See https://wiki.ubuntu.com/Testing/EnableProposed for documentation how to enable and use -proposed.

However, I found that the cause is my VM and the large amount of RAM I have assigned. Note You need to log in before you can comment on or make changes to this bug. The time now is 05:34 AM. Uncorrectable Pci Express Error The reason that I have not installed the new version is that when I installed in one of them the system them did not recognize the Emulex cards.

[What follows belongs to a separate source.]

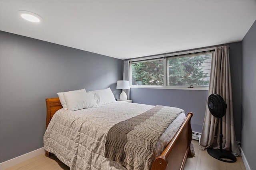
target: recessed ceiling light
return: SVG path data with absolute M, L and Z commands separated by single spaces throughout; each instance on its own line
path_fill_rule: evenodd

https://bugs.launchpad.net/ubuntu/+source/linux/+bug/1432837 But, It could be a problem of ilo configuration when watchdog is enable by hpwdt. Thank you!!! proxmox-ve: 4.0-16 (running kernel: 4.2.2-1-pve) pve-manager: 4.0-50 (running version: 4.0-50/d3a6b7e5) pve-kernel-4.2.2-1-pve: 4.2.2-16 lvm2: 2.02.116-pve1 corosync-pve: 2.3.5-1 libqb0: 0.17.2-1 pve-cluster: 4.0-23 qemu-server: 4.0-31 pve-firmware: 1.1-7 libpve-common-perl: 4.0-32 libpve-access-control: 4.0-9 libpve-storage-perl: 4.0-27 pve-libspice-server1: check my blog Are you new to LinuxQuestions.org?

This will tell OS to deactivate intel_idle and activate acpi_idle module, which gets c-state values to be used from the ACPI tables, given by firmware. So it is recommended that on all HP Proliant Servers Gen8, or newer, to use the following cmdline: " intremap=no_x2apic_optout ". There is no additional network card installed. This probably falls on HP first.